SERVES 6 AS A STARTER
You can make a tartare out of practically any species of fish. It’s a classic dish that can be made from all the offcuts and scrapings from the fish frames, much like ceviche. There are no real rules when it comes to making a fish tartare. You will need a citrus juice or an acid of some sort, plus seasoning and some sort of oil to give the fish some depth and richness. Then it’s up to you. The snapper skin crackling is worth the work, but by all means serve this with something else like lavosh or simple water crackers.
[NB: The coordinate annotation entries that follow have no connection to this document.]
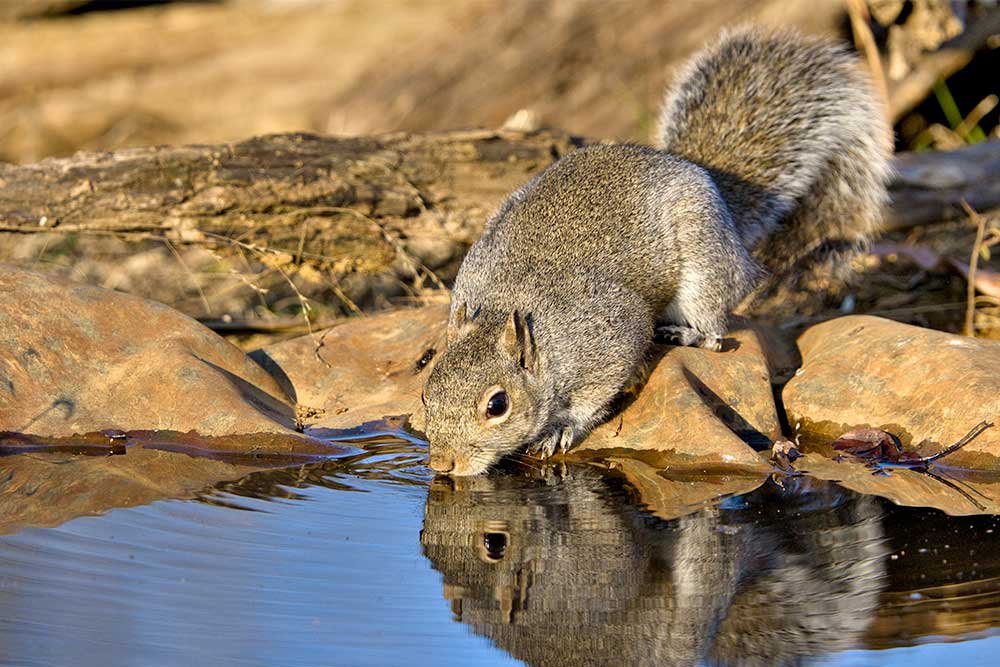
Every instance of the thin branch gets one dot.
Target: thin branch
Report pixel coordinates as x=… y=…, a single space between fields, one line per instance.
x=970 y=288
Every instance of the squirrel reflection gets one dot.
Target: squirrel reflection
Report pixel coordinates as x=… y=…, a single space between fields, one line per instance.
x=570 y=572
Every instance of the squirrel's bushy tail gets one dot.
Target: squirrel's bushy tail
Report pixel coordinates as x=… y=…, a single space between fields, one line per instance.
x=794 y=135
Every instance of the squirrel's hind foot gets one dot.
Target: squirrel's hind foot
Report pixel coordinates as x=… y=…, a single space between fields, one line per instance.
x=675 y=334
x=560 y=440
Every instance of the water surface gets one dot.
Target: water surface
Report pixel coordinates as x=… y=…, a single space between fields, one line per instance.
x=369 y=560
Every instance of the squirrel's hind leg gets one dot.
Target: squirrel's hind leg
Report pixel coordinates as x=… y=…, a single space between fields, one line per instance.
x=675 y=334
x=710 y=287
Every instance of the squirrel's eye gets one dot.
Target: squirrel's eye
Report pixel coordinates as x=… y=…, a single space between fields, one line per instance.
x=495 y=545
x=497 y=405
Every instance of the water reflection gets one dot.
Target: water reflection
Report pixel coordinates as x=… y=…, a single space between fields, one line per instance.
x=574 y=571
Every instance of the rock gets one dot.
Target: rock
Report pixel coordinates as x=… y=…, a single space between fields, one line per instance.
x=76 y=359
x=697 y=408
x=926 y=387
x=957 y=493
x=363 y=370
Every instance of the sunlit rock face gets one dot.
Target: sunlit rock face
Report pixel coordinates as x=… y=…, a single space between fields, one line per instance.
x=77 y=359
x=695 y=407
x=921 y=385
x=572 y=571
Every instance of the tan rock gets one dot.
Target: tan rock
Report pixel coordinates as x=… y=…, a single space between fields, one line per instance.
x=76 y=359
x=361 y=371
x=697 y=408
x=926 y=387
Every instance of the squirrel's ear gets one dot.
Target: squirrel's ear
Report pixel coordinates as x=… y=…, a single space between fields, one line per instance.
x=458 y=322
x=519 y=341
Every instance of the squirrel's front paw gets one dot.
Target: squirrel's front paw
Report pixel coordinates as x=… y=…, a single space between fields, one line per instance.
x=675 y=334
x=561 y=440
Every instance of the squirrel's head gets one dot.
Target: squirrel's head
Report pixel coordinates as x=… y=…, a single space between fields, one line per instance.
x=483 y=398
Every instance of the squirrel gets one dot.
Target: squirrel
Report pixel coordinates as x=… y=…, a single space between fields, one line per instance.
x=773 y=149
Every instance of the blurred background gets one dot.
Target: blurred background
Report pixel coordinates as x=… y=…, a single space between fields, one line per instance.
x=103 y=75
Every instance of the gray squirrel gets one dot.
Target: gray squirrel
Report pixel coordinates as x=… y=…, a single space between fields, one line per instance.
x=774 y=150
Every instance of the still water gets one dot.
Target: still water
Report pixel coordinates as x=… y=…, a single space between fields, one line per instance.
x=368 y=560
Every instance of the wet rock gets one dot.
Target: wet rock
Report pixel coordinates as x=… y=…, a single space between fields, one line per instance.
x=926 y=387
x=954 y=492
x=697 y=407
x=76 y=359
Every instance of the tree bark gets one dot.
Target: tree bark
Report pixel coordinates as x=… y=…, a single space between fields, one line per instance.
x=347 y=204
x=361 y=205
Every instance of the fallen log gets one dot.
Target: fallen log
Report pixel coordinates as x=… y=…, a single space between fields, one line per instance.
x=389 y=205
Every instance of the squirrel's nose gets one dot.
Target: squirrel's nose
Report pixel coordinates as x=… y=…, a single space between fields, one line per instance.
x=442 y=462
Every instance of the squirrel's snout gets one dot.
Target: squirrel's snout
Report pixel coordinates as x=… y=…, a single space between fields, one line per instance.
x=441 y=462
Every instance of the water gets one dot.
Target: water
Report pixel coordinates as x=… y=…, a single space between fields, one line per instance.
x=368 y=560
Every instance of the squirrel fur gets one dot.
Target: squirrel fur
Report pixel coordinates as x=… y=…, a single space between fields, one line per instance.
x=774 y=150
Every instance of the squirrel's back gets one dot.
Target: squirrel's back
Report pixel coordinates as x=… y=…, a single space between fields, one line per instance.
x=795 y=137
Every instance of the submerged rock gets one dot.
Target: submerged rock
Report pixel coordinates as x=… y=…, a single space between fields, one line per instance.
x=926 y=387
x=76 y=359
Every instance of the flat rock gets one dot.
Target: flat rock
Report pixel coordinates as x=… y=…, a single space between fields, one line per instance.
x=697 y=408
x=368 y=368
x=926 y=387
x=76 y=359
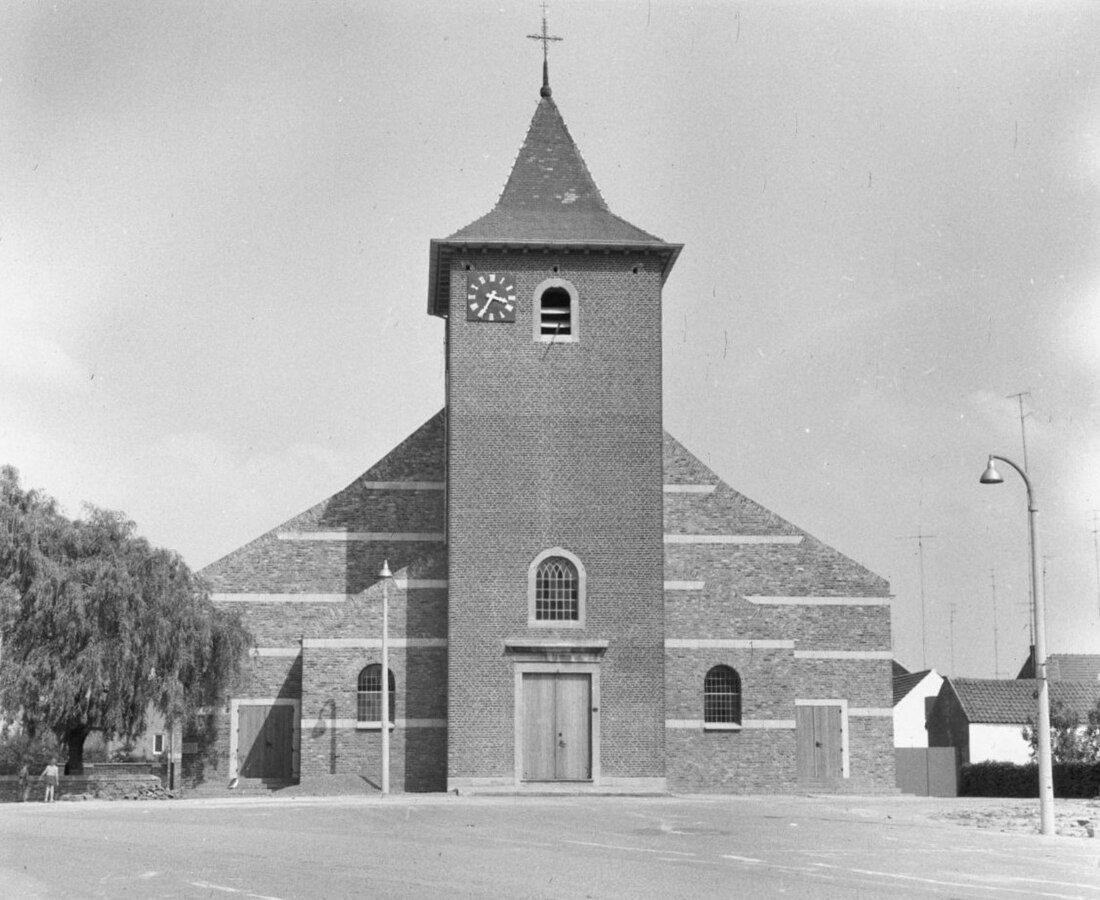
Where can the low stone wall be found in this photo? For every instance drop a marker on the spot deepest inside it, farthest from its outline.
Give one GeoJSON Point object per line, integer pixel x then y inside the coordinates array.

400g snapper fillet, cut into small dice
½ cup radish, small dice
¾ cup Granny Smith apple, small dice
1 lime, fine zest and diced segments
1 tablespoon lime juice
2 teaspoon hot sauce
¾ cup (185ml) Al Brown & Co Lemon and
Fennel Oil or extra-virgin olive oil
⅓ cup (20g) finely chopped dill
2 tablespoons apple syrup flaky sea salt and freshly ground black pepper snapper-skin crackling, to serve (optional; see recipe page 60)
Place all the ingredients except the seasoning and the crackling into a suitably-sized bowl and gently mix through. Taste, then season accordingly. Refrigerate for 5–10 minutes before serving.
To serve, divvy up the tartare between individual plates. Use a round cookie cutter if you want a neat circle of tartare, otherwise just spoon it on and go rustic style. Serve with the snapper skin crackling, if using, on the side.